NEW YORK, NY.- Scaramouche
presents the first New York solo show of Arlen Austin. Known for his performative installations as well as collaborative projects, Manicures for the Insurrectional Surge explores valences of insurrection within twentieth century art and contemporary social unrest. In Austin's work, insurrection is posited as the provision and sustenance of modes of being which are fostered and sustained through communization; specifically, the subjects and collectivities produced by those communes dedicated to manicures and leftist daycare.
Insurrectionary daycare must be established against the precipitous slide into the reign of police violence of our nominal democracy. Walter Benjamin's description of police violence remains among the most redolent and prescient: a "spectral mixture" of the violence that establishes law and the violence that perpetuates the law. A year in New York seeing kids slammed to the pavement by police during mass acts of civil disobedience, has taught it's self perpetuating sustainability to many with little or no prior experience. Benjamin remarks that the terror of police violence is greater in the democracies than under systems of sovereignty because it attaches to no coherent driving will, becoming an, "all-pervasive ghostly presence in the lives of the state." How much more diffuse, potent and terrifying is this violence as it is unmoored from the state and the police become subcontractors for the state-corporate nexus of globalized capitalism?
In opposition to the police violence bred by the wedding of unbridled capitalism and nominal democracy, we must establish sites of resilience where life is invested in new meanings and given new polish. Bemoaning the failure of the left is a tired task, however, we can acknowledge that the left in this country has largely forfeited the practice of communism to social conservatives. As the social safety net crumbles, churches increasingly provide daycare, elder care, counseling and food support. Gun clubs, cookie swaps and church socials reign as preeminent relational platforms-sites for the propagation of subjectivities of care which exceed the market system. Alternately, the left has erected barriers to entry in all its primary social realms which stand outside the drive of economic maximization and sovereign individualism: years of unpaid internship labor and escalating costs of higher education bar entry to the arts, humanities and social services. The left is quickly and effectively purging itself of the working class. There will be no left social movement without a culture of communism-a flourishing of available subject positions engaged in mutual caring. There will be no revolution without the giving and removal of manicures and the proliferation of new left daycare; whoever controls story-time, nap-time, playtime and polish controls political possibility.

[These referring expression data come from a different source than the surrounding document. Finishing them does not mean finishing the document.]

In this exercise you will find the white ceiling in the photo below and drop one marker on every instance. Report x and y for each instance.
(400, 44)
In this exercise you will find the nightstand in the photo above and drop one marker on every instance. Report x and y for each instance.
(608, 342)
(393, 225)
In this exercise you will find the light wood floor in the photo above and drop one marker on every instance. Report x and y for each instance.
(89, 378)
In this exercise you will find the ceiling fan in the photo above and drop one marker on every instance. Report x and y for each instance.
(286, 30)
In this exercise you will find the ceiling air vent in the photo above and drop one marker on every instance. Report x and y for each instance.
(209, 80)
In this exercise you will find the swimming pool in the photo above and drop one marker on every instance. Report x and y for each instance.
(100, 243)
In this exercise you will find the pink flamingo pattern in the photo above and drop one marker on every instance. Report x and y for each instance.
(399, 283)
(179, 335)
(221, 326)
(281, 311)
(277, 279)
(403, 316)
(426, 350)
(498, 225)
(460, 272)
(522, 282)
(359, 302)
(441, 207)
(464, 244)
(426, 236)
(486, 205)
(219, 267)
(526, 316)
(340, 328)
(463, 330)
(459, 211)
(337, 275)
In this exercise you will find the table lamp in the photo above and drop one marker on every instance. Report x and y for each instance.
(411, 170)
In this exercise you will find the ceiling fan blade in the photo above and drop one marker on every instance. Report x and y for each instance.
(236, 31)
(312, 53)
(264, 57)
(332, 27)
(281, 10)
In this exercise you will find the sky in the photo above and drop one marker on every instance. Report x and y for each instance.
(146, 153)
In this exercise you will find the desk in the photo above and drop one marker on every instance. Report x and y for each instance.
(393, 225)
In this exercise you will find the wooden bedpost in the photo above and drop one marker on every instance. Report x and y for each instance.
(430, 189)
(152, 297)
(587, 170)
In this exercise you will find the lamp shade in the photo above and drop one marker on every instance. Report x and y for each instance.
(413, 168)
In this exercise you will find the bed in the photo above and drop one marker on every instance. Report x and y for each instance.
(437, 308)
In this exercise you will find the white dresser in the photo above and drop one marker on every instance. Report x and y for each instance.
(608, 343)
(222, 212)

The series Manicure the Police and The Red Dawn Comes are relational manicure platforms where subjects apply and remove acrylic nails and polish to themselves, each other and effigies of the state-finance capital-police nexus. The Amorous Contestations Of The Precarious Workers Will Be The Weapon Of Victory proposes a game in which subjects create insignia for their identifications as waged and unwaged workers. These insignia are placed in amorous conflict with each other, building the confidence, self-esteem and negotiating skills necessary for a lifetime of solidarity strikes. Sketches for the World-Historical Sock Puppet Labor Drama helps build critical thinking skills by communally drafting sock puppet plays that explore conflicts in contending strains of leftist theory. Galleries that implement the left daycare program will commission their own team of artists to create visualizations for these scripts. Build Bearicades provides a safe, nurturing space for the little Marxist geographer in all of us.

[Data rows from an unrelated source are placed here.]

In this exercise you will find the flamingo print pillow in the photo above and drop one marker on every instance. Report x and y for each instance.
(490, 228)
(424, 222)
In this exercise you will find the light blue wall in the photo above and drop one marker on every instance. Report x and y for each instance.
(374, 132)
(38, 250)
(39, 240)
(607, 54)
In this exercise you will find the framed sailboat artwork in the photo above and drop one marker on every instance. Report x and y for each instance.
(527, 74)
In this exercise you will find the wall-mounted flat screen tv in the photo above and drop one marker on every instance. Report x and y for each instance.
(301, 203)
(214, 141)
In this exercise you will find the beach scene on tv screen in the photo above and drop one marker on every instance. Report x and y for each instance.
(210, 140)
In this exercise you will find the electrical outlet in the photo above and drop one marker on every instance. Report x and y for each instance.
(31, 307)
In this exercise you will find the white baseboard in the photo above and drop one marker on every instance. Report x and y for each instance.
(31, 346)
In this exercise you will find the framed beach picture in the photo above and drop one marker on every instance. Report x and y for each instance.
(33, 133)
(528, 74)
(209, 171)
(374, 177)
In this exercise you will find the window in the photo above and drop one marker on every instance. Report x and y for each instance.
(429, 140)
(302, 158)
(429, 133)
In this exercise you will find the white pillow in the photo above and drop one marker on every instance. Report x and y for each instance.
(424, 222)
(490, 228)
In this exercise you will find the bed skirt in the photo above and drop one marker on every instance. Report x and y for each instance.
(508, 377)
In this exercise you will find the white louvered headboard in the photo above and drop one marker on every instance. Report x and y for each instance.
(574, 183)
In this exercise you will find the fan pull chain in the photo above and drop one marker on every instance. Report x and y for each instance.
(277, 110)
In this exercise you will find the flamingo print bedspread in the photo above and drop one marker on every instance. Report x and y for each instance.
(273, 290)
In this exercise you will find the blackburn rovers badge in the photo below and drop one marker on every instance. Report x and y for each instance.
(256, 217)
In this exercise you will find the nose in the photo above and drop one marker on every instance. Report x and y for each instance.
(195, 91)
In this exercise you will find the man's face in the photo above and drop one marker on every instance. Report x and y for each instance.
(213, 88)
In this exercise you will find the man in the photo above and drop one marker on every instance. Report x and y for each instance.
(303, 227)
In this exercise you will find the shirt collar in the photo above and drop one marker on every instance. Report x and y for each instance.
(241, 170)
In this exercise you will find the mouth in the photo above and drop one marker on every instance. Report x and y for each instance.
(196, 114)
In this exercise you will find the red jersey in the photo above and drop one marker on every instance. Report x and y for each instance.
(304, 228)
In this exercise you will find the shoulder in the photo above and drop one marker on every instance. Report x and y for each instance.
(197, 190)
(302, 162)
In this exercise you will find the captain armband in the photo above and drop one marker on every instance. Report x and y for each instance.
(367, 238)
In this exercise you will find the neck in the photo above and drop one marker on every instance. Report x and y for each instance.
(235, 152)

The gradual withering of the gallery system and its replacement by a network of communes offering manicure contestation, left daycare and fabulous opening parties is only the first step in the coming insurrection. Rigorous outreach must be conducted to police benevolent associations where anyone struggling with childcare and those in need of story-time will be recruited. This manicuring of the police is essential to any revolutionary practice that aims to counter the degradation of violence with insurrection.

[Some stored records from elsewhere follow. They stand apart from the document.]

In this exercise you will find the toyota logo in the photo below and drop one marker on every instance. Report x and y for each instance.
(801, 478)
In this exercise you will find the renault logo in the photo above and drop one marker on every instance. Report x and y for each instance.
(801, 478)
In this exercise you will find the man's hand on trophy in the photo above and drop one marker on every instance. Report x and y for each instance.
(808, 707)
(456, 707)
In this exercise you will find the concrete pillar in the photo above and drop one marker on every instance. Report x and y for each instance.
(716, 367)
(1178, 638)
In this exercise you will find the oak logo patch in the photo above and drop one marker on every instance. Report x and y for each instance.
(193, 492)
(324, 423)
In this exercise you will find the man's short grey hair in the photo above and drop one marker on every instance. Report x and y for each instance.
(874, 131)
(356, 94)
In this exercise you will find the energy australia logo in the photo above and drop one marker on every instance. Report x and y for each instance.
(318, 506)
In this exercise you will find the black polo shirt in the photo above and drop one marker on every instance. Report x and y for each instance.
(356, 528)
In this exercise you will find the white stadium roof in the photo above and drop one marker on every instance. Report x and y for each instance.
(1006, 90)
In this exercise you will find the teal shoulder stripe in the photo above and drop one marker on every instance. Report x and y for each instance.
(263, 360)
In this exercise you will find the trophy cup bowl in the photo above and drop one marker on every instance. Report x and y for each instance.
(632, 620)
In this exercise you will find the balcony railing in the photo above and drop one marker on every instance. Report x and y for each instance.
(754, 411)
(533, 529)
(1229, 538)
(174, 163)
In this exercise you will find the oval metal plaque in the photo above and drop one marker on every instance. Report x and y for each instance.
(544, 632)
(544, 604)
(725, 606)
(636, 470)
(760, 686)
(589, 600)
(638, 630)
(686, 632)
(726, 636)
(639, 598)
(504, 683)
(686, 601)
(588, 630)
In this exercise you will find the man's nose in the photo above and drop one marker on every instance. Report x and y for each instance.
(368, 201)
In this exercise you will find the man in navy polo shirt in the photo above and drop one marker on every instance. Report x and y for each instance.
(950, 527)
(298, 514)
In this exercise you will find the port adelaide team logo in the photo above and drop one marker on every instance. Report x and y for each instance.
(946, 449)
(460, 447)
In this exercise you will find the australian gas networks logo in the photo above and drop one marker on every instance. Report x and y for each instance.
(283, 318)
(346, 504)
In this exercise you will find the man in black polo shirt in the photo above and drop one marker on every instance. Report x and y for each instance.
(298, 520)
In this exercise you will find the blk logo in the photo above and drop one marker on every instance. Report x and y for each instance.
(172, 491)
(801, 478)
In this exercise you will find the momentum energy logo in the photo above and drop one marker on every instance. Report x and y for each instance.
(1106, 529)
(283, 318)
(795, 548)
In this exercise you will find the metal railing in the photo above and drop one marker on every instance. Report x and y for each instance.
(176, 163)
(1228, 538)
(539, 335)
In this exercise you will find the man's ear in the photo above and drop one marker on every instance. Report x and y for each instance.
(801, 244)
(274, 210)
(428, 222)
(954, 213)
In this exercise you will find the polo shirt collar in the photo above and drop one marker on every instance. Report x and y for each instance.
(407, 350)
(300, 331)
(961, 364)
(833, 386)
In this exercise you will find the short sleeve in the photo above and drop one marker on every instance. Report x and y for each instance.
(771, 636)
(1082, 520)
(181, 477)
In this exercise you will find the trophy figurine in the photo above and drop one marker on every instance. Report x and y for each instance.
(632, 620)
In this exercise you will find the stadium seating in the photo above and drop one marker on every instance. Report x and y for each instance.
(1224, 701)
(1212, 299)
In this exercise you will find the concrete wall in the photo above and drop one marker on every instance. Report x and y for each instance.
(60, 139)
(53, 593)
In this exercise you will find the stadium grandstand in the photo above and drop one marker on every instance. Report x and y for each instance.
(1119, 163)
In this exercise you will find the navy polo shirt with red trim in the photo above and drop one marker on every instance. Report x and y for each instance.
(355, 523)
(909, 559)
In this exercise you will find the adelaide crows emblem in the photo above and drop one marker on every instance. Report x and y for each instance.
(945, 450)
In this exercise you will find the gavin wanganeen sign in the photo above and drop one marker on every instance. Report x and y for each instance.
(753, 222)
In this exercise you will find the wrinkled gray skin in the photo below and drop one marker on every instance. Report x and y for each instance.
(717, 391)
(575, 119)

Arlen Austin (1981, Maine) received his MFA from Columbia University in 2008. He was a founding member of the Die Störung Collective, and is the author of the Hanns Eisler Nail Salon (H.E.N.S.) – a gallery, nail salon and worker center amalgam with Jason Boughton. As Fabrications Director and Ingenue for H.E.N.S., Austin has produced culture for the Hessel Museum, Bard Center for Curatorial Studies, Ludlow 38, Exit Art, and Scaramouche amongst others. He is the recipient of a Public Art Fund development grant and has precariously labored at Columbia University, Pratt Institute and Bard College. Austin and his collective work have recently been reviewed in The New York Times and Artforum.com, and are featured in this September's issue of Modern Painters.